First things first, if you aren’t too sure what Insights For Search is, we suggest you read our beginners guide to Insights. If you can’t be bothered with that, basically it is a tool that allows you to query relative search volumes by time and territory.
After a bit of playing, you begin to realise that it can give you some nice data that previously would have cost a lot of time and money to acquire. Let’s work though some examples.
My theory of usage
OK, most of what I work through below is based on a very simple theory:
“For the majority of products and services, a higher volume of searches indicates a higher level of usage.”
My thinking behind this is as follows:
- This is essentially what brand awareness is all about. It’s the reason Coke are in your face every day, even though if you think about it you probably don’t know anybody who hasn’t heard of Coca Cola. They are trying to stay in front of mind.
- I’ve seen research for an entire consumer sector in the UK that demonstrates brand awareness has a linear correlation with usage. The researcher, from a large well-respected firm, said this was a common result.
The web offers information about everything. People know this, and so searches are not restricted to certain topics. I think this makes the data valid for pretty much any topic you can imagine.
So in summary, I believe that if there are more searches for a product, brand or sector this year than last, then the revenue in that sector will have grown accordingly. This is a fairly broad generalisation but I’ll demonstrate in later pages just how accurate it can be.
An example of a search leading to the usage
At this point, you may be either starting to accept my theory, or thinking I’m talking a load of rubbish. And I’m sure we could argue theoretically all day about this. So here is a direct example.
I wanted to use a global brand/product for this, one that has been around for a few years but has ideally experienced growth and decline. So I choose the Nintendo Wii, and above is a graph to demonstrate my principle.
For the Wii sales figures, I’ve used the quarterly sales figures as shown on the Wii Wikipedia entry. These have been taken from the official Nintendo trading updates so are bang on the money.
For the search figures, I ran an Insight report for the search term “Wii” globally over the past 5 years. I then downloaded the CSV data for this report. This is delivered week by week, so I summed the data into 13 week quarters to match the Nintendo trading update periods.

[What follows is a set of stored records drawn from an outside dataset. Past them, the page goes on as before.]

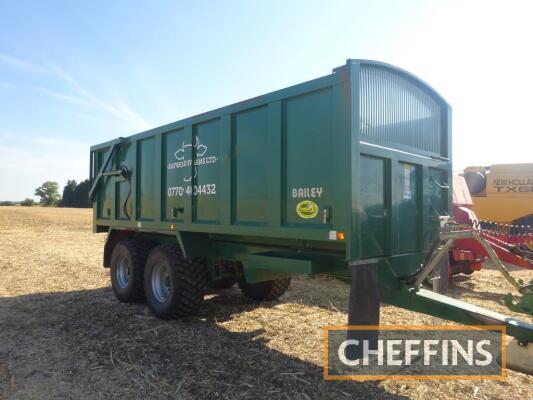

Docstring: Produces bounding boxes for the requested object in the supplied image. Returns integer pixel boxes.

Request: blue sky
[0,0,533,200]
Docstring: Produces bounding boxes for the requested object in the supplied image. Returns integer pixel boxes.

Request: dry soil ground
[0,207,533,400]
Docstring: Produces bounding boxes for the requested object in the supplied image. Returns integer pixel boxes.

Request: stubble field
[0,207,533,400]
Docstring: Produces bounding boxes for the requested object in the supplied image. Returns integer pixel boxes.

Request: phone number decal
[167,183,217,197]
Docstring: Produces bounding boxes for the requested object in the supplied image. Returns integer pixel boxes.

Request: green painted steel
[91,60,451,268]
[91,60,533,341]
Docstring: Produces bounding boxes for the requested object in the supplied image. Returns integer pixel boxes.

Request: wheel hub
[151,264,172,303]
[116,257,131,289]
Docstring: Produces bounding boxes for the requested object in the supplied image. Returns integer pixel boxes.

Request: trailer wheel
[111,238,153,303]
[144,244,207,319]
[239,278,291,301]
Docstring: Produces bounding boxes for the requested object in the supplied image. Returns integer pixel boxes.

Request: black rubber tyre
[239,278,291,301]
[110,238,154,303]
[207,276,237,289]
[144,244,207,319]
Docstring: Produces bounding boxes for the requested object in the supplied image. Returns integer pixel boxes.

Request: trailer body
[91,60,451,282]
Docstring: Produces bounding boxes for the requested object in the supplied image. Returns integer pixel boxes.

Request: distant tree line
[0,179,91,208]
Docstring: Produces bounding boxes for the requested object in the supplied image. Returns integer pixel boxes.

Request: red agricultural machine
[450,175,533,275]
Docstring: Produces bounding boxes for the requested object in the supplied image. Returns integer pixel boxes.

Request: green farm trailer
[90,60,533,376]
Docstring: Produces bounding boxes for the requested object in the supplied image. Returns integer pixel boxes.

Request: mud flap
[346,264,380,360]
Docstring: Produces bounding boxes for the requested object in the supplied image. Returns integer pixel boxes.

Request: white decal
[292,187,324,199]
[167,136,218,182]
[167,183,217,197]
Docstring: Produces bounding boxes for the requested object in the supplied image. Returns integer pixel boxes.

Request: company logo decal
[167,136,218,182]
[296,200,318,219]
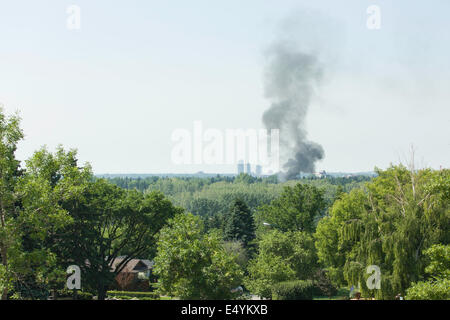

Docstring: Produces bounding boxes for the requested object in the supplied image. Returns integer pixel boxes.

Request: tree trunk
[0,245,8,300]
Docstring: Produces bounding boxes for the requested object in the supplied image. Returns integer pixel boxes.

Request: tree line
[0,110,450,299]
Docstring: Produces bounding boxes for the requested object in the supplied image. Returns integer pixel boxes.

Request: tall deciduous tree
[0,109,23,300]
[255,183,325,233]
[154,214,243,299]
[246,230,318,298]
[224,199,255,248]
[316,165,450,299]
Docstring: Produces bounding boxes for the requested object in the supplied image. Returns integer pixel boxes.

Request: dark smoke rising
[263,43,324,180]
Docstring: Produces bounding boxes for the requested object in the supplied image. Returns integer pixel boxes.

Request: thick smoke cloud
[263,43,324,180]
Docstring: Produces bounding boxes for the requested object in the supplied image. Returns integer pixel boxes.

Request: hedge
[107,291,159,300]
[272,280,314,300]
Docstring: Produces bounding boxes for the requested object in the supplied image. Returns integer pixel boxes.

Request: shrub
[406,279,450,300]
[272,280,314,300]
[56,289,94,300]
[108,291,159,300]
[313,269,338,297]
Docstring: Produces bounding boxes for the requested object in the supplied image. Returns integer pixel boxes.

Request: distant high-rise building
[245,163,252,175]
[238,161,244,175]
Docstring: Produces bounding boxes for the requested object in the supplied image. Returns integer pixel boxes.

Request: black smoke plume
[263,43,324,180]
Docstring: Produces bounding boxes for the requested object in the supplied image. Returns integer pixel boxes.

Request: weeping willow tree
[316,165,450,299]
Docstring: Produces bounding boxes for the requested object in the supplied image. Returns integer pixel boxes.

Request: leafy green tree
[0,110,74,299]
[406,245,450,300]
[0,109,23,300]
[23,148,182,299]
[314,189,367,286]
[246,230,318,298]
[154,214,243,299]
[224,199,255,248]
[315,165,450,299]
[255,183,325,233]
[223,241,249,270]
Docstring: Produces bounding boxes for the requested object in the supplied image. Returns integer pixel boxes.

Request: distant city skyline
[0,0,450,174]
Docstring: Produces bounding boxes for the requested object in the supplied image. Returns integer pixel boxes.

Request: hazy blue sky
[0,0,450,173]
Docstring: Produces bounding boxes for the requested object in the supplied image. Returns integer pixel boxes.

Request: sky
[0,0,450,174]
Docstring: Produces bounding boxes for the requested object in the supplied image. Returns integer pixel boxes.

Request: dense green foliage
[154,214,243,299]
[0,110,450,299]
[272,280,314,300]
[406,245,450,300]
[245,230,318,298]
[316,166,450,299]
[223,199,255,248]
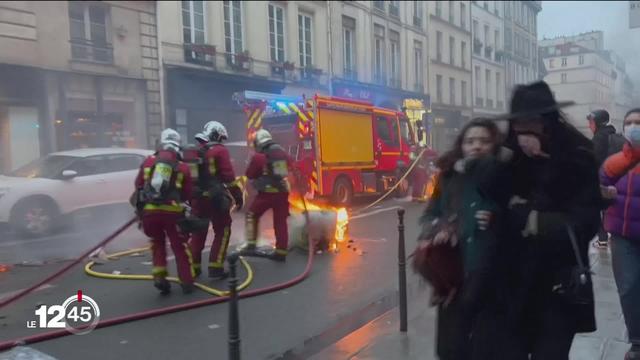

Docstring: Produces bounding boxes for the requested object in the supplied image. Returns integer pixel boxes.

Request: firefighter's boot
[153,277,171,295]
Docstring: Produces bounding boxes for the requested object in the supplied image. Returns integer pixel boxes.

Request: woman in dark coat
[420,119,508,360]
[500,82,605,360]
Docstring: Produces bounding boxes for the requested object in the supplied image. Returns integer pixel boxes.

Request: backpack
[142,159,178,204]
[607,133,627,157]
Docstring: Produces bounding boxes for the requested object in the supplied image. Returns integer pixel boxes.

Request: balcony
[342,69,358,81]
[413,15,422,28]
[389,4,400,17]
[184,44,216,66]
[473,38,482,55]
[373,74,387,86]
[71,39,113,64]
[484,45,493,59]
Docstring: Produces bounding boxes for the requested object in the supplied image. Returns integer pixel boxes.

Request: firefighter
[190,121,243,279]
[135,129,194,295]
[243,129,291,262]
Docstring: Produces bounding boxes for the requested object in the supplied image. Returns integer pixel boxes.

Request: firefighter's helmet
[202,121,229,142]
[193,133,209,144]
[253,129,273,149]
[160,128,180,151]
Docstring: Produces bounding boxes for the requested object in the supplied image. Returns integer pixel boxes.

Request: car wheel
[11,198,59,237]
[331,177,353,207]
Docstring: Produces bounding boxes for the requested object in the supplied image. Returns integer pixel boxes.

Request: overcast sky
[538,1,640,82]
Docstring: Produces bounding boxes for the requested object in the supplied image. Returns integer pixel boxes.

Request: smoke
[538,1,640,95]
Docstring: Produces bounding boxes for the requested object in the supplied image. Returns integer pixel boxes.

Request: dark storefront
[332,79,431,110]
[167,67,285,142]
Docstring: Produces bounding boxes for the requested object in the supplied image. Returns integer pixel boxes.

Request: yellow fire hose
[84,246,253,296]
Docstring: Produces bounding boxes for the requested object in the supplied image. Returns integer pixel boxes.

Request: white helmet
[253,129,273,148]
[202,121,229,142]
[194,133,209,143]
[160,128,180,151]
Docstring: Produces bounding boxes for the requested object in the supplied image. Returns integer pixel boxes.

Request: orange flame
[334,208,349,242]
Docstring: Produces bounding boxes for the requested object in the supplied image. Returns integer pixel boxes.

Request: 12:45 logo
[27,290,100,335]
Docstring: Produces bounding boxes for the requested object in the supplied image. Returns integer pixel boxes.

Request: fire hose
[0,219,314,351]
[354,148,427,214]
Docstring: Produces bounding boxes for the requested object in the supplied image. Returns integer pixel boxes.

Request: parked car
[0,148,153,236]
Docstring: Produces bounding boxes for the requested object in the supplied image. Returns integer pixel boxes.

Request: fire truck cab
[234,91,432,206]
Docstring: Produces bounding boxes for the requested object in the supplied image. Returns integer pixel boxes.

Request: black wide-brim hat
[494,81,575,120]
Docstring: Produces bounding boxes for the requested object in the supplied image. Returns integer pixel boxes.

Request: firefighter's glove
[229,186,244,211]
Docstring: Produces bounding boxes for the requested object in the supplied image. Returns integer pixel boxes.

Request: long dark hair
[436,118,500,175]
[505,111,593,157]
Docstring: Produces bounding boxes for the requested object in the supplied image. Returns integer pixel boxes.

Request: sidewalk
[311,243,629,360]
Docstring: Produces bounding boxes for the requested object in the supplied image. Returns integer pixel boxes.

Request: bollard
[227,254,240,360]
[398,209,407,332]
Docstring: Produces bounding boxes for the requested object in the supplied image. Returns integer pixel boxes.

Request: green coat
[421,158,501,274]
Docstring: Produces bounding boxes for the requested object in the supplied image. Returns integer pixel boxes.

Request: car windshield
[9,155,78,179]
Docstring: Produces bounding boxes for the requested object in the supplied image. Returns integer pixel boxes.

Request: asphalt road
[0,199,430,359]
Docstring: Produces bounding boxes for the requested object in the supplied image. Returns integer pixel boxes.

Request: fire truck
[234,91,436,206]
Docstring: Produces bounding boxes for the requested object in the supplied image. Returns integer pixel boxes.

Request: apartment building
[0,1,161,172]
[471,1,506,117]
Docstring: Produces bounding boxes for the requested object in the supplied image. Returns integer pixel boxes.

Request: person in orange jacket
[190,121,243,279]
[135,129,194,295]
[242,129,292,261]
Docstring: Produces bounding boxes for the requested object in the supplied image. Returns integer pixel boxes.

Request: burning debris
[289,196,349,251]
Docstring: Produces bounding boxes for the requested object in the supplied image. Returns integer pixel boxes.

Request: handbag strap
[566,224,585,269]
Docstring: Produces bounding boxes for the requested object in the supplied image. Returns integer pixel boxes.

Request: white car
[0,148,153,236]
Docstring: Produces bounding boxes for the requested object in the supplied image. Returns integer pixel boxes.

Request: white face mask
[624,124,640,147]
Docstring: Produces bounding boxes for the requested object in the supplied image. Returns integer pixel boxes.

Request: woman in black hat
[503,82,604,360]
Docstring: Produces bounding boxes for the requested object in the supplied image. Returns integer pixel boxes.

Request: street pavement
[310,242,629,360]
[0,199,430,359]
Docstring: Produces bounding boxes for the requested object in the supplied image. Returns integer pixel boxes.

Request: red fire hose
[0,217,314,351]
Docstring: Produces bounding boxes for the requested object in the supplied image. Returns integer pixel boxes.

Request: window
[449,1,456,24]
[413,41,424,91]
[460,2,467,30]
[474,66,481,97]
[224,1,244,58]
[269,4,285,63]
[484,69,492,105]
[342,16,357,80]
[389,31,402,88]
[69,2,113,63]
[449,78,456,105]
[460,41,467,69]
[460,80,467,106]
[413,1,424,27]
[436,31,442,61]
[496,72,502,109]
[449,36,456,66]
[373,25,385,84]
[389,1,400,16]
[298,14,313,68]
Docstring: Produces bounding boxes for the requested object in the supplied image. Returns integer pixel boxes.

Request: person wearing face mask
[600,108,640,360]
[416,119,509,360]
[496,82,605,360]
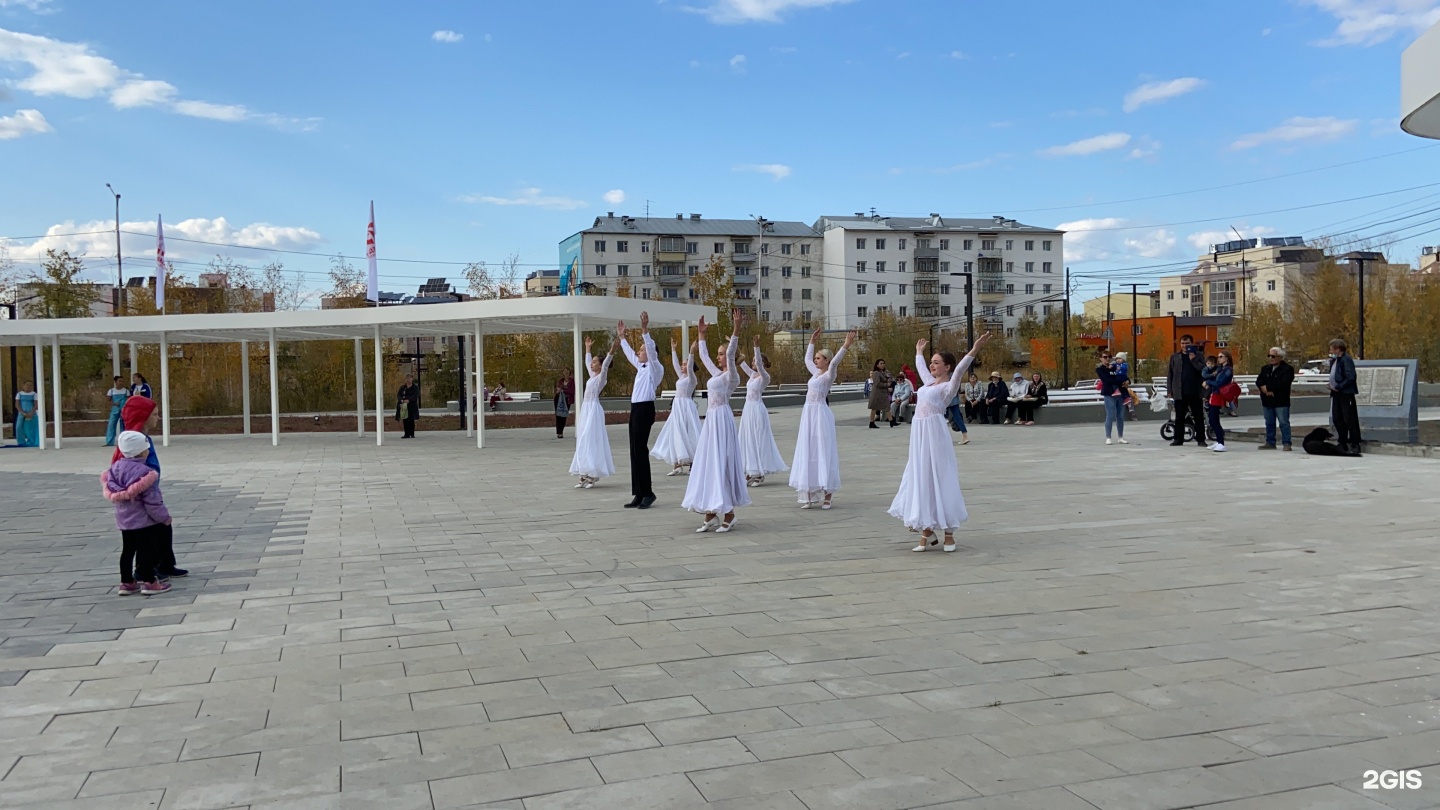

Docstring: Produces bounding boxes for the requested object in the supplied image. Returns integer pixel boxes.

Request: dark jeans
[1205,402,1225,444]
[1331,393,1361,450]
[1172,393,1205,447]
[120,523,168,584]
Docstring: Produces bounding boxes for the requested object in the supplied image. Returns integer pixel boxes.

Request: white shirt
[621,331,665,405]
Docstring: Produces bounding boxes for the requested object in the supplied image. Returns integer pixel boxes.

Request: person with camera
[1165,334,1205,447]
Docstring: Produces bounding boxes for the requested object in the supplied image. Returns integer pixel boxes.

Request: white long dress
[791,343,845,503]
[680,336,750,515]
[740,347,791,476]
[890,356,972,533]
[649,343,700,467]
[570,352,615,479]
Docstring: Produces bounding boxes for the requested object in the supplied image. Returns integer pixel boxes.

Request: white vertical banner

I think you’ll agree there is a startling correlation. Mathematically there is a correlation of 0.78 which is pretty strong. Now I know there could be all sorts of reasons for this but it is the first piece of evidence for my theory and I’ll just bask in the glory for now.
So what does this mean?
Google insight figures are updated weekly, with the last set of figures published for the week ending 3 days ago. Whereas company trading updates are quarterly at best.
This means that if you can find a company where the search performance maps strongly to the search volumes, you can pretty accurately estimate the turnover/revenue for the next period before the update.
For any investor, this is potentially killer stuff. Think about it.